Interview with the Dietary Manager on June 2, 2010, at 10:10 a.m., revealed the Dietary Manager directed the services and personnel in the Dietary Department. Interview revealed the Dietary Manager provided "on the job" training for staff in the Dietary Department and the Manager relied on the dietitian to provide planned in-service training to dietary personnel. The Dietary Manager stated the "on the job" training was not documented and that there had not been any planned in-services in the Dietary Department since September 2008 for dietary personnel to ensure competencies in the employee's respective duties.

No Description Available

Tag No.: A0628

Based on observation, interview, and a review of menus, the facility failed to ensure the menus met the nutritional needs of the patients. Interview and observation revealed the facility did not always follow the scheduled menu and did not document when substitutions were made.

The findings include:

Interview with the Dietary Manager on June 1, 2010, at 3:40 p.m., revealed the facility utilized a planned seven-day cycle menu for patients in the facility. Observation of the evening meal preparation on June 1, 2010, and a review of the posted menu revealed the meal prepared was not the meal that had been planned on the menu for June 1, 2010. According to the Dietary Manager, a food item on the menu for the evening meal on June 1, 2010, was not available and staff substituted the evening meal with the evening meal that had been scheduled for June 2, 2010. However, the substitution had not been recorded on the menu in order to avoid repetition of meals. In addition, the Dietary Manager stated a substitution had also been made for the noon meal on June 1, 2010. The Dietary Manager stated "chicken pot pies" had been substituted for the noon meal for patients of the facility during the noon meal on June 1, 2010, because staff thought the patients would enjoy the substitution. The substitution had not been recorded. A review of diet orders for patients in the facility on June 1, 2010, revealed the physician-requested diets included orders for 4-gram sodium, heart healthy, and 1800-calorie American Diabetic Association (ADA) diets. The Dietary Manager stated substitutions were not always recorded and the dietitian had not always been consulted regarding substitutions. The Dietary Manager was uncertain if the substitution of the meal prepared at noon on June 1, 2010, had met the nutritional needs/requirements of the patients.

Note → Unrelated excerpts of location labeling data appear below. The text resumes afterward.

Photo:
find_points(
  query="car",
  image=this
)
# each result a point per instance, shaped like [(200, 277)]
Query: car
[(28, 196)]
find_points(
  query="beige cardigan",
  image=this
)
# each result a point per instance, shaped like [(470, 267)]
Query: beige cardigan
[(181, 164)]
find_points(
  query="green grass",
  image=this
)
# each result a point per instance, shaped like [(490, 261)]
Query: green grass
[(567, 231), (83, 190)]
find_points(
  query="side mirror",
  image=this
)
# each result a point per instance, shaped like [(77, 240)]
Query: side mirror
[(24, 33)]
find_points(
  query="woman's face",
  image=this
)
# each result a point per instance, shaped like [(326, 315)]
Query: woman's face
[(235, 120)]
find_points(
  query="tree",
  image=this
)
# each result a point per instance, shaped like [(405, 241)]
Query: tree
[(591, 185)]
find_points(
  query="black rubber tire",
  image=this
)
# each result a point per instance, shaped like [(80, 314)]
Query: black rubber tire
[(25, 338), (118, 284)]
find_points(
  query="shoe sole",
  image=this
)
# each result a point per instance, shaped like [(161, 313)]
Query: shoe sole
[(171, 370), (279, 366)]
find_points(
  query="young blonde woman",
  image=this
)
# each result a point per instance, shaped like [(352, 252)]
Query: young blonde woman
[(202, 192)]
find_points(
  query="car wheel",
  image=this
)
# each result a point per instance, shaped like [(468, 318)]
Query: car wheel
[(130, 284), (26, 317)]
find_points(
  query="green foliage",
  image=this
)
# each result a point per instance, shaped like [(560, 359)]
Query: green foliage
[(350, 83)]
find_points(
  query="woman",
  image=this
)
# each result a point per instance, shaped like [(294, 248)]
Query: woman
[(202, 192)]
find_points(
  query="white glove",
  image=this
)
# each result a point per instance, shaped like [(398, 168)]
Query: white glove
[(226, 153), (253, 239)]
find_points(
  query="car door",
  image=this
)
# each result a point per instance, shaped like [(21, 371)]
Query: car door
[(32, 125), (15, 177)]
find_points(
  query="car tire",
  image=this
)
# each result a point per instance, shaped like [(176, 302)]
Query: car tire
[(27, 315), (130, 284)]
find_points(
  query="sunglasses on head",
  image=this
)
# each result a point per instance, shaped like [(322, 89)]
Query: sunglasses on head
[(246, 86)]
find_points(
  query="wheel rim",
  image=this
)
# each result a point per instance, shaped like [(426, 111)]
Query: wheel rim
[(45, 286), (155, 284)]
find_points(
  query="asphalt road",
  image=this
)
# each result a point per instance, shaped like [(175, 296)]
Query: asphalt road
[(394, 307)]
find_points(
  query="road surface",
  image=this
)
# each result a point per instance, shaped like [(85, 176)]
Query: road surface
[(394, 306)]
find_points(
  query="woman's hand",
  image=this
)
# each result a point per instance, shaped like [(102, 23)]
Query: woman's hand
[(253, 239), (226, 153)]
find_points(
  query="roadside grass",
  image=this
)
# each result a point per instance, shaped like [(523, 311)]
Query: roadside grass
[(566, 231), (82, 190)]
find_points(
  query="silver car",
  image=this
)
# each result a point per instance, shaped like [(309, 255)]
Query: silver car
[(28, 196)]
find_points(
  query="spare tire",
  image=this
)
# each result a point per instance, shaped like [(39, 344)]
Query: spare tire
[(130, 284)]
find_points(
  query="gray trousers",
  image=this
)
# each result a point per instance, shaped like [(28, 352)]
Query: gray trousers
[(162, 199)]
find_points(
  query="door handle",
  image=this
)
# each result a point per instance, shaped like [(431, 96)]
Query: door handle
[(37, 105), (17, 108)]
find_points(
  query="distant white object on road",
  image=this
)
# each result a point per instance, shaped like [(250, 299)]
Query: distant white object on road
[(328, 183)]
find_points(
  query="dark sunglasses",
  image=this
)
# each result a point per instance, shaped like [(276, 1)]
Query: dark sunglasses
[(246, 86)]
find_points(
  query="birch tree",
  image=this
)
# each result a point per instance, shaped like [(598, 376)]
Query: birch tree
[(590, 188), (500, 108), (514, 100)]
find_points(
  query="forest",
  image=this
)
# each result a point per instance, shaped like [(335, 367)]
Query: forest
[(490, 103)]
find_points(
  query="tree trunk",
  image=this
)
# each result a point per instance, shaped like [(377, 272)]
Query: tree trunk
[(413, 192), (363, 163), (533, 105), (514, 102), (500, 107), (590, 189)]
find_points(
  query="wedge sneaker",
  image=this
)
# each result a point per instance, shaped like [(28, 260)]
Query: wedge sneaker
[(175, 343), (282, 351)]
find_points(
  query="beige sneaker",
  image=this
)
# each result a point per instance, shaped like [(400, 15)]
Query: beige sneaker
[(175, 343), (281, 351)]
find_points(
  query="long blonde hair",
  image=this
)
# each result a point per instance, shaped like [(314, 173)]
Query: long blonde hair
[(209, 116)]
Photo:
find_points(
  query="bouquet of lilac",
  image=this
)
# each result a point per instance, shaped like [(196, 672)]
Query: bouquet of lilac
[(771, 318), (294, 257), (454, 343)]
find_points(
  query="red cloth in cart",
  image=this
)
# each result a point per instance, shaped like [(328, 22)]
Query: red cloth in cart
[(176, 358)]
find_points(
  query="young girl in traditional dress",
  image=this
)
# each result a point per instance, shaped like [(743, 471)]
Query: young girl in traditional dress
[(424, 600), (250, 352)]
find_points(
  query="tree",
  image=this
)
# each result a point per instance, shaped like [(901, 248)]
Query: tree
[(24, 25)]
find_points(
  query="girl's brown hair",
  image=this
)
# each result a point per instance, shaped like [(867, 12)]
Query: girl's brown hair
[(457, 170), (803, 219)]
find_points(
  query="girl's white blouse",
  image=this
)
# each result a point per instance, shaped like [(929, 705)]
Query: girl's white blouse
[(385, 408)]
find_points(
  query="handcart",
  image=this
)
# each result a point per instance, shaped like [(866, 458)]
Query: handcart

Interview with the facility's dietitian on June 2, 2010, at 10:05 a.m., revealed the dietitian was available at the facility three days a week and available by telephone on remaining days. The dietitian stated she had not been consulted regarding the substitutions of the noon and evening meal on June 1, 2010. The dietitian was unaware facility staff did not always document menu substitutions in order for the nutritional requirements and specific diet needs of the patients to be determined. In addition, the dietitian stated the substitution of the chicken pot pie at the noon meal on June 1, 2010, had not been an approved meal substitution, and was uncertain if the substitution had met the nutritional needs of the patients, especially patients on diabetic or sodium-controlled diets.

A review of a facility policy regarding menu planning revealed the menus were to be reviewed by the dietitian to determine the nutritional adequacy and menu variety based on the approved Diet Manual.

PHYSICAL ENVIRONMENT

Tag No.: A0700

Based on observation and interview it was determined the Condition of Participation: Physical Environment was not met. The facility failed to maintain the physical environment to ensure the safety and well-being of patients.


A full Life Safety Code survey was initiated and concluded on June 2, 2010. Life Safety Code, 42 CFR 483.70, deficiencies were cited that determined the Condition of Participation for Physical Environment at 42 CFR 482.41 was not met. Refer to tag K052.